About NPSS

The Aleutian Archipelago lies on the southern margin of Beringia, with islands arcing like stepping stones across the North Pacific, linking Asia and North America (Fig. 1). The associated peninsulas and islands of the North Pacific Stepping Stones (NPSS), including Kamchatka, the Commander (Komandorsky) – Aleutian Islands, and the Alaska Peninsula, host a subarctic maritime tundra flora that overlaps with, but differs from that in the more continental Bering Land Bridge region due to a long history of a warmer oceanic climate. The NPSS has been described as a “two-way filter bridge”, regulating the flow of species from both continents, with a progressive decline in Asiatic species from the western to eastern Aleutians. The NPSS is thus suspected of providing an important dispersal corridor especially for less cold-adapted taxa. The present flora, however, is inadequately documented and thus the past and potential future of plant distributions across the bioregion remain uncertain. This uncertainty has significant conservation implications, as 25% of the globally rare to imperiled plant species in the Alaska are restricted to the Aleutian and Bering Sea islands despite the small area.

Figure 1. North Pacific land masses, including the Aleutian Archipelago.

A. Current sea-level (blue) with degree of shading indicating bathymetry. Sampling locations are numbered: 1) Kamchatka, 2) Commander Islands, 3) Central Aleutians, 4) Pribilof Islands, 5) Alaska Peninsula, and 6) Kodiak Island. B. Glacial extent (white) during the Last Glacial Maximum when sea- level was ~120 m below current (green & blue boundary).

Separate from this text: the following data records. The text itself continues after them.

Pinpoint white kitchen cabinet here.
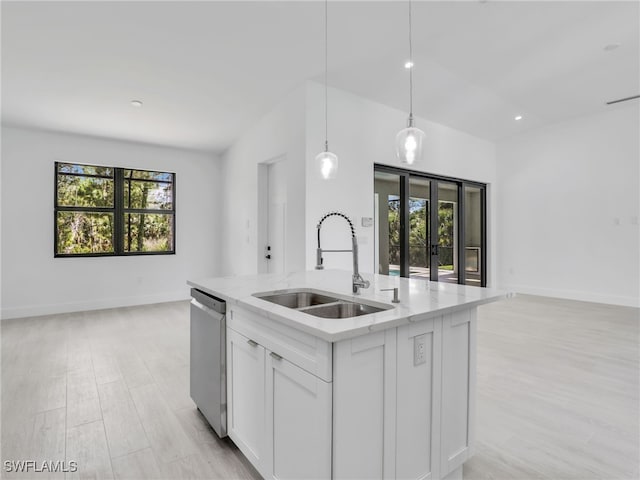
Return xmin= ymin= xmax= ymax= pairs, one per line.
xmin=266 ymin=352 xmax=332 ymax=480
xmin=227 ymin=307 xmax=476 ymax=480
xmin=396 ymin=318 xmax=442 ymax=479
xmin=333 ymin=329 xmax=396 ymax=478
xmin=227 ymin=309 xmax=332 ymax=480
xmin=440 ymin=308 xmax=476 ymax=476
xmin=227 ymin=328 xmax=268 ymax=472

Our aim is to document the diversity and distribution of the flora along the NPSS. Such baseline information on the flora is critical for estimating the history of the region, identifying areas and taxa of special interest, and monitoring and preparing for potential changes in the future. Accomplishing this objective will yield thousands of permanently archived specimens from across the region in national herbaria with precise population and geographic location data and publicly accessible digital records. Secondly, we will test biogeographic hypotheses concerning the factors that have given rise to the current state of the flora. This will enable us to root the flora in history, adding to our understanding of the NPSS region and Beringia in general, identify potential refugia, source and sink locations, migration routes, and the impact of barriers on species with differing dispersal capabilities. Our third and final objective is to estimate current and future distributions of plant species potential habitats along the NPSS. This will provide an understanding of how different plants (e.g., endemics, cosmopolitan taxa, those of ethnobotanical importance) have been impacted by and may vary in their response to future environmental changes. In sum, addressing these three objectives will yield a deeper understanding of the history, evolution, and potential future of the flora along the NPSS.

Our examination of the past, present, and potential future of the flora of the NPSS is possible due to funding from the National Park Service Shared Beringian Heritage Program.